Cette saga familiale aux allures de patchwork de fiction, avec un soupçon de Dallas et une touche de the Big Valley, est en réalité un roman mûrement réfléchi pendant plus de 5 ans. 5 ans pendant lesquels Philipp Meyer s’est documenté sur l’histoire des Etats-Unis, et – plus particulièrement – sur l’histoire texane. Ainsi, certains passages ont parfois des allures d’extraits d’encyclopédies (dans le bon sens du terme, rassurez-vous ^^), et on apprend énormément sur le monde du travail, la vie des Comanches, les forages pétroliers… , malgré quelques erreurs historiques ou sur le plan de la géographie. Malgré tout, l’ensemble est vraiment harmonieux et attrayant malgré quelques maladresses – le côté un peu « pleurnichard » du récit par moments, par exemple.
Le livre s’organise en trois récits bien distincts sur quatre générations du clan McCullough, barons du bétail et rois du pétrole. Le narrateur de la première partie est le patriarche implacable et impitoyable Eli McCullough, dont l’histoire a débuté le jour de ses 13 ans, lorsque des Comanches l’ont enlevé après avoir massacré sa famille sous ses yeux. Adopté par la tribu, Eli qui n’était alors pas franchement très éduqué développe assez rapidement un don pour la géographie et une expertise impressionnante dans un tas de domaines. Lorsqu’il regagne enfin le « monde civilisé », il se bâtit un empire grâce à la vente de bétail, de pétrole, mais également grâce au vol et à la corruption. Sur cet empire constitué dans le sang – celui des Amérindiens, principalement – Eli règne en seigneur absolu.
La seconde partie est consacrée au fils d’Eli, Peter, devenu Texas Ranger et officier confédéré. Après avoir volé une fortune, il épouse la fille d’un juge et s’installe dans un ranch au milieu de plusieurs hectares de terres. Contrairement à son père un peu rustique et vulgaire sur les bords, Peter est un homme doux qui ne tarde pas à embrasser le romantique de la culture mexicaine qu’Eli méprisait tant. Le personnage de Peter semble le seul à être tourmenté par l’héritage sanglant que lui a laissé sa famille.
La dernière partie est consacrée à l’arrière petite-fille d’Eli, Jeannie, une sorte de Scarlett O’Hara fougueuse, indépendante et difficile à impressionner qui a hérité de la fortune familiale. Menant une vie de malheur dans une solitude des plus extrêmes, elle est aux prises avec son statut de femme, l’histoire de sa famille ainsi qu’avec les richesses et les responsabilités de sa famille.

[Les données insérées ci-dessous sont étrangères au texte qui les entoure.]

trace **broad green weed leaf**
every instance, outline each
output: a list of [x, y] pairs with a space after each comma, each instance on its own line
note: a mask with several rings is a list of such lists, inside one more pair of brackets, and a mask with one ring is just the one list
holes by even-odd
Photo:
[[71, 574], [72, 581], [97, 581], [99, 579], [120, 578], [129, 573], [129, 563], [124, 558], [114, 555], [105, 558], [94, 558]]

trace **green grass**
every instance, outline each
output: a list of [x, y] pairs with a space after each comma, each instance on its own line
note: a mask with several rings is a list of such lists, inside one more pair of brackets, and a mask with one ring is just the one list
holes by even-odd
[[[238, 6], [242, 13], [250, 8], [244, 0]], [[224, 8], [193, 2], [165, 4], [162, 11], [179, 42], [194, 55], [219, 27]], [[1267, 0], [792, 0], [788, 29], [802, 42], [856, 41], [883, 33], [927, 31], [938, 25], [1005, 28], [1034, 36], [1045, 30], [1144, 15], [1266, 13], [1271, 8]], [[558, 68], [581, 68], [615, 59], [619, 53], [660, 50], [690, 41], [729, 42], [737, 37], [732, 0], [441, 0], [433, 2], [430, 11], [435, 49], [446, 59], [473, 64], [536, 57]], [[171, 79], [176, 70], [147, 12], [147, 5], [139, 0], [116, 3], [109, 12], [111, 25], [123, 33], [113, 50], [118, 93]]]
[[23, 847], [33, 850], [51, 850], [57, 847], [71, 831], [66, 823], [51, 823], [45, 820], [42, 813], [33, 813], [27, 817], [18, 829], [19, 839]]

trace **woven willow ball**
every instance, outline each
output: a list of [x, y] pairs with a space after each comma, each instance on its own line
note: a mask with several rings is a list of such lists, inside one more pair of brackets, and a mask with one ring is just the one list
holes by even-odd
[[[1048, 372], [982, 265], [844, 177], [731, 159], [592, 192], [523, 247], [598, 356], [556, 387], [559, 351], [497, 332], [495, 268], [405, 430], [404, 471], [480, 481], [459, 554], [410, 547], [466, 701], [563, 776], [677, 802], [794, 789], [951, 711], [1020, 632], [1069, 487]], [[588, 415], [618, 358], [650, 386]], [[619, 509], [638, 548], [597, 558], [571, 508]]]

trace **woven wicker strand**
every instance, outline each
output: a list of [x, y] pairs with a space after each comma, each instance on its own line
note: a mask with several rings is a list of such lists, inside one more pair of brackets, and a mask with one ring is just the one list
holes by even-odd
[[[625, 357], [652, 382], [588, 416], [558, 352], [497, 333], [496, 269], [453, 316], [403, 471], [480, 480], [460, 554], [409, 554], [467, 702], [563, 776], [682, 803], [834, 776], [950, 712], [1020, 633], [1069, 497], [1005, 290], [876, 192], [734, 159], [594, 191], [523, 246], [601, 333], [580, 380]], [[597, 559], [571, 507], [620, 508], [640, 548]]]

C’est la capacité de son auteur à nous présenter des figures écrasées par le poids de centaines d’années d’histoire qui m’a séduite et incitée à poursuivre ma lecture. Meyer souligne l’importance du passé dans la manière dont se dessinera notre avenir et nous livre un avertissement assez inquiétant sur notre obsession de l’identité et du territoire qui y est rattaché lorsqu’un groupe de personne en défie un autre. Ainsi, chacun des trois récits est celui d’une prise de conscience, ponctuée de temps à autre – à la manière d’une série télévisée – de caméos faisant intervenir des personnages célèbres de l’histoire américaine. Des caméos pas nécessairement très intéressants et qui nous écartent du récit et qui n’apportent de ce fait pas grand-chose à l’histoire.
J’ai apprécié cette lecture, mais j’aurais aimé que Meyer s’applique d’avantage à remettre en question les mythes fondateurs du Texas plutôt que de simplement s’évertuer à les tourner en dérision un par un.